Everything ran away from her and everything came together; everything broken was joined, and family and home and past and future and her father and her son, Tariq in bed and Tariq in the boot, all were finally one. She was spinning around the brass pole and life was spinning beyond her—life itself, miraculous life—and everything was as it should be, the approaching night, Sydney, her thoughts and her feelings, the past few days, the sounds of cars, radios, laughter and the cough of Ferdy and the sight of him standing there at the edge of the table, wanting to speak to her, the inevitable summons:
“Krystal,” he was saying in a low voice, “dance, just dance.”
But the Doll no longer wanted to dance.
87
The elevator doors opened and the Doll strode out into the hotel’s ground floor. She was heading through a large open entrance in one side of the foyer into the café next door when she sensed the police moving into the hotel foyer behind her. But she was already moving again, in control, walking out of the café, smiling at one of the grim-faced cops as he bustled past her. So dopey, the cops now seemed to her, almost childlike, like Maxie playing, and—if only for a moment—they weren’t frightening in the least.
And with this coked-up confidence and purpose that both dazzled and perplexed her, the Doll headed down the street, while inside the hotel and inside her heart everything was turmoil and confusion.
For the Doll was remembering how she had once believed it was possible to remake her world again and again. But now walking up Pitt Street, sensing the police cars massing behind her, festooning the hotel with their flickering lights, it was clear to her that all this was just a dream, and that life had always been there waiting for its revenge on those who think they can shape it. As the traffic tensed then halted because of the raid, she saw
that any attempt to shape life, to make of herself something new, all of that was just so much crap. There was no end to this world, and no end and no reason to its sufferings, its joys, its senselessness.
At the first cross-street that had flowing traffic, the Doll dropped the postcard in a letterbox, then put her hand out for a taxi. As she waited, she became aware of a noise rising to compete with the industrial moan of the city, a distant rumbling she recognised as the roar of a hailstorm some kilometres away. In the gap above her a darkening steel blue cloud filled the city with a strange, new light. She could feel a slight breeze, the first wind in weeks, and sensed this new air cooling her shaven head.
A taxi halted and the Doll got in. She was mildly annoyed to see an Asian driver, for in addition to not trusting Asians, they always now reminded her of Fung. Instead of the normal radio talkback of most taxis, piano music was playing. The almost hesitant, shy piano notes seemed familiar; the way they rose to some strange assertion of their own beauty reminded her of something—what was it? The mysterious tinkling sounds and the awkward moments of revelatory silence between notes, together reaching some dark, terrible truth—but what was it? What?

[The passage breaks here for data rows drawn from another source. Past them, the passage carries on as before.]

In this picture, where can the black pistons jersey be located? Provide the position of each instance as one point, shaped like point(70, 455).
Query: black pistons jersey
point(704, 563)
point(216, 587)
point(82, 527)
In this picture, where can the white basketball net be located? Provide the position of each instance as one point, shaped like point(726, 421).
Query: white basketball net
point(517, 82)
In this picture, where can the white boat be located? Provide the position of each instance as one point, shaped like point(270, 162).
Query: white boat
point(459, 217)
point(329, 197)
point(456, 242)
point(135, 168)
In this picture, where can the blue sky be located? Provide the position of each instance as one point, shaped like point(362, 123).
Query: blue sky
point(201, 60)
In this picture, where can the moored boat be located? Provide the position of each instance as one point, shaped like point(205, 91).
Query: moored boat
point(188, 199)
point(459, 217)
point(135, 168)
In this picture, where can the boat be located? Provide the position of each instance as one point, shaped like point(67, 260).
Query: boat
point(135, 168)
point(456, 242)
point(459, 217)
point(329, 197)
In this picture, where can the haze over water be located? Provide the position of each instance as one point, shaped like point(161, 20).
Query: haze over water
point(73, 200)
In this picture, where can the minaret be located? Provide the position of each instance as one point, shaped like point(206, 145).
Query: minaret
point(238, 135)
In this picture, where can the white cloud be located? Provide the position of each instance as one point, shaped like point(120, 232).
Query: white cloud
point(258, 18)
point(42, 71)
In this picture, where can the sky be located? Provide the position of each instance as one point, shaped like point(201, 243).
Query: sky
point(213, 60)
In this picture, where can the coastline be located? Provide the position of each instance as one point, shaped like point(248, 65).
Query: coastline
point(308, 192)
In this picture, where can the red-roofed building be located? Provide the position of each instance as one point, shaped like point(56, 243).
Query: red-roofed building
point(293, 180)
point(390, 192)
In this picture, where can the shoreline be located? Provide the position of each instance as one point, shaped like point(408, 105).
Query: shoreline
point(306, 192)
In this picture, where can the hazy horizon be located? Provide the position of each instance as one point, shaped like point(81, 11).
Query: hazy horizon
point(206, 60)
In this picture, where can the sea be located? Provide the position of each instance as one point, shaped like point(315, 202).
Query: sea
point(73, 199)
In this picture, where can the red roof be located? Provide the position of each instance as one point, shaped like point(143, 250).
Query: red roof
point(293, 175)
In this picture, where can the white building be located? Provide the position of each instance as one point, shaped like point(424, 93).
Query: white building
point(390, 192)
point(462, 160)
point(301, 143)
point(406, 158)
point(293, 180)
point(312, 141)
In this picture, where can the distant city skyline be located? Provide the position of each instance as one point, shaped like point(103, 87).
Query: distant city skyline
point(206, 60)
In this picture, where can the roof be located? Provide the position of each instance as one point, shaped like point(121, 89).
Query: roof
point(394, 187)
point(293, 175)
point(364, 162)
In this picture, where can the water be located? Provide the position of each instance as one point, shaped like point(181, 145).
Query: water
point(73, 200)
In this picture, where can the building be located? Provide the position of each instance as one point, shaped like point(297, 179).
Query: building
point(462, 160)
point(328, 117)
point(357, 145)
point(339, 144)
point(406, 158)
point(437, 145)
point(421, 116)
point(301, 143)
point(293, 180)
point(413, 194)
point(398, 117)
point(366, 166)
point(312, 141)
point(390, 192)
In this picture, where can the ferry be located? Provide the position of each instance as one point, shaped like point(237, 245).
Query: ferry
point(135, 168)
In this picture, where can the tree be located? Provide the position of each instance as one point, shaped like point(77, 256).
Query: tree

“Excuse me,” the Doll asked. “What are you playing?”
“Chopin,” the taxi driver replied. “His Nocturne in F Minor. Very beautiful.”
‘How could I have forgotten?’ wondered the Doll. And as she continued listening, the piece began affecting her in a new and entirely unexpected way. How was it possible that for so long she had believed that in comfort and ease was to be found life? Hearing Chopin as if for the first time, such an idea struck her as being as dumb as searching a real estate guide for love.